Project

General

Profile

Actions

Bug #62072

closed

cephfs-mirror: do not run concurrent C_RestartMirroring context

Added by Dhairya Parmar 10 months ago. Updated 6 months ago.

Status:
Resolved
Priority:
Normal
Assignee:
Category:
Correctness/Safety
Target version:
-
% Done:

100%

Source:
Development
Tags:
backport_processed
Backport:
reef,quincy,pacific
Regression:
No
Severity:
2 - major
Reviewed:
Affected Versions:
ceph-qa-suite:
Component(FS):
cephfs-mirror
Labels (FS):
crash
Pull request ID:
Crash signature (v1):
Crash signature (v2):

Description

If cephfs-mirror daemon faces any issues connecting to the cluster or error accessing local pool or mounting fs then it means there should not be any mirroring action in progress.
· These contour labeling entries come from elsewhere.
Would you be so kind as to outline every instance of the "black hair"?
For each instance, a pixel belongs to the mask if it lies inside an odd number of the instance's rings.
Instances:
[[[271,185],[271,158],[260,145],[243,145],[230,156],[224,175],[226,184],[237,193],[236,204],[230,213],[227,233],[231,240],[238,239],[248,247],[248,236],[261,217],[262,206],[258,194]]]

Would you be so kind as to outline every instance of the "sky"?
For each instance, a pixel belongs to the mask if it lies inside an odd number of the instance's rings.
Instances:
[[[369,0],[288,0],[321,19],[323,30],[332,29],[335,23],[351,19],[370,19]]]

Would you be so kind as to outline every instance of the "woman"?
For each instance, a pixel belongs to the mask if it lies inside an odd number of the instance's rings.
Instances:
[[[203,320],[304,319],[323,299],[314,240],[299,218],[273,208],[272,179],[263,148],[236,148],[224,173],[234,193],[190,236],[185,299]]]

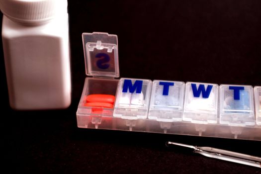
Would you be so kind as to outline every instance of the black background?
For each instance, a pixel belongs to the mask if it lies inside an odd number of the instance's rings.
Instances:
[[[68,3],[73,81],[68,109],[11,109],[1,48],[3,170],[261,173],[258,168],[165,145],[174,141],[261,156],[261,142],[80,129],[76,116],[86,77],[83,32],[118,35],[121,77],[261,86],[260,0],[70,0]]]

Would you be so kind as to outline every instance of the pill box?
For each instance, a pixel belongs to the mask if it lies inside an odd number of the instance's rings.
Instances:
[[[261,141],[261,87],[122,78],[115,35],[83,33],[79,128]]]

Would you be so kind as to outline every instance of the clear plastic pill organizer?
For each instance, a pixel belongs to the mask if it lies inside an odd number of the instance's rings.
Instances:
[[[79,128],[261,140],[261,87],[115,78],[115,35],[83,34]]]

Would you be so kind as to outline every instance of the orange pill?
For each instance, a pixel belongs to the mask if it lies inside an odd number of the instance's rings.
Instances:
[[[115,97],[107,94],[90,94],[86,97],[87,102],[101,102],[114,103]]]
[[[111,103],[103,103],[101,102],[90,102],[85,103],[85,106],[102,107],[108,108],[112,108],[113,107],[113,104]]]

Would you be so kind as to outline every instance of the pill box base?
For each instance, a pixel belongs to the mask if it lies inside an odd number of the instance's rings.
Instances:
[[[261,126],[231,126],[220,124],[196,124],[185,121],[160,122],[128,120],[113,116],[90,116],[77,112],[79,128],[132,131],[190,136],[261,141]]]

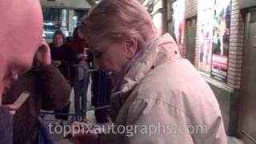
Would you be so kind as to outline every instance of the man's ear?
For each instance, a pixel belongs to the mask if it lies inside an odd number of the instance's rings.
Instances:
[[[134,38],[131,38],[125,42],[124,50],[126,54],[126,58],[131,59],[135,55],[138,46],[138,40]]]

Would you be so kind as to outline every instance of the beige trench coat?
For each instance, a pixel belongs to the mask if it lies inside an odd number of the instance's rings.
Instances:
[[[214,93],[170,35],[153,38],[121,79],[111,96],[114,130],[100,143],[227,143]]]

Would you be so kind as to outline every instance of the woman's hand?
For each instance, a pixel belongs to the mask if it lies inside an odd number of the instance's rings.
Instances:
[[[35,63],[38,66],[42,68],[47,67],[51,63],[50,50],[48,44],[44,40],[35,54]]]
[[[18,107],[15,105],[2,105],[1,106],[4,107],[5,109],[8,110],[10,113],[13,115],[15,114],[16,110],[18,110]]]

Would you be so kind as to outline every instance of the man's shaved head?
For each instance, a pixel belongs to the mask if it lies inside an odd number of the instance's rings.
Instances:
[[[29,70],[43,31],[38,0],[0,0],[0,96],[5,83]],[[1,102],[0,102],[1,103]]]

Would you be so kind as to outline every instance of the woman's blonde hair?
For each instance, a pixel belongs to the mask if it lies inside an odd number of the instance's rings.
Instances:
[[[143,40],[142,26],[154,28],[150,14],[137,0],[103,0],[82,20],[86,38]]]

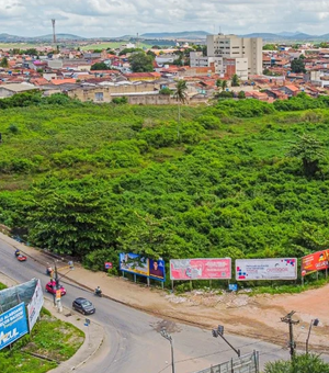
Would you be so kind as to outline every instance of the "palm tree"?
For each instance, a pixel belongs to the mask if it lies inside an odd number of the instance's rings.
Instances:
[[[235,74],[235,75],[231,77],[231,87],[239,87],[239,86],[240,86],[239,77]]]
[[[180,139],[181,104],[186,102],[186,90],[188,86],[185,80],[179,80],[175,84],[175,91],[173,94],[175,100],[179,101],[179,117],[177,127],[177,136],[179,139]]]

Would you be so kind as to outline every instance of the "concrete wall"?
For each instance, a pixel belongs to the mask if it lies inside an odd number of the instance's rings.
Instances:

Asserting below code directly in Mirror::handle_enable_mirroring() would fail in such scenarios

ceph_assert(mirror_action.action_in_progress);

A good explanation by venky is that when file system is removed and the mirror daemon is still active on it, the watcher object gets deleted and at times, the mirror daemon would be blocked on a libcephfs call. Thus leading to issues

and would lead to backtraces like this:

In function 'void cephfs::mirror::Mirror::handle_enable_mirroring(const cephfs::mirror::Filesystem&, const Peers&, int)' thread 7f48d02e86c0 time 2023-07-18T16:01:47.895508+0530
/home/dparmar/CephRepo0/ceph/src/tools/cephfs_mirror/Mirror.cc: 322: FAILED ceph_assert(mirror_action.action_in_progress)

 ceph version 18.0.0-4983-gfb339521a7f (fb339521a7f6895ed891b5b56de641e8085e0cab) reef (dev)
 1: (ceph::__ceph_assert_fail(char const*, char const*, int, char const*)+0x125) [0x7f48d59acb0f]
 2: (ceph::register_assert_context(ceph::common::CephContext*)+0) [0x7f48d59acd16]
 3: (cephfs::mirror::Mirror::handle_enable_mirroring(cephfs::mirror::Filesystem const&, std::set<Peer, std::less<Peer>, std::allocator<Peer> > const&, int)+0x168) [0x55a621b6e6fa]
 4: (cephfs::mirror::Mirror::C_RestartMirroring::handle_enable_mirroring(int)+0x17) [0x55a621b770bd]
 5: (cephfs::mirror::C_CallbackAdapter<cephfs::mirror::Mirror::C_RestartMirroring, &cephfs::mirror::Mirror::C_RestartMirroring::handle_enable_mirroring>::finish(int)+0xd) [0x55a621b770d5]
 6: (Context::complete(int)+0x9) [0x55a621b71317]
 7: (ContextWQ::process(Context*)+0x69) [0x55a621b7550f]
 8: (ThreadPool::PointerWQ<Context>::_void_process(void*, ThreadPool::TPHandle&)+0xa) [0x55a621b71496]
 9: (ThreadPool::worker(ThreadPool::WorkThread*)+0x5a3) [0x7f48d59a0379]
 10: (ThreadPool::WorkThread::entry()+0x11) [0x7f48d59a2af3]
 11: (Thread::entry_wrapper()+0x3f) [0x7f48d5990229]
 12: (Thread::_entry_func(void*)+0x9) [0x7f48d5990241]
 13: /lib64/libc.so.6(+0x8b12d) [0x7f48d46ae12d]
 14: /lib64/libc.so.6(+0x10cbc0) [0x7f48d472fbc0]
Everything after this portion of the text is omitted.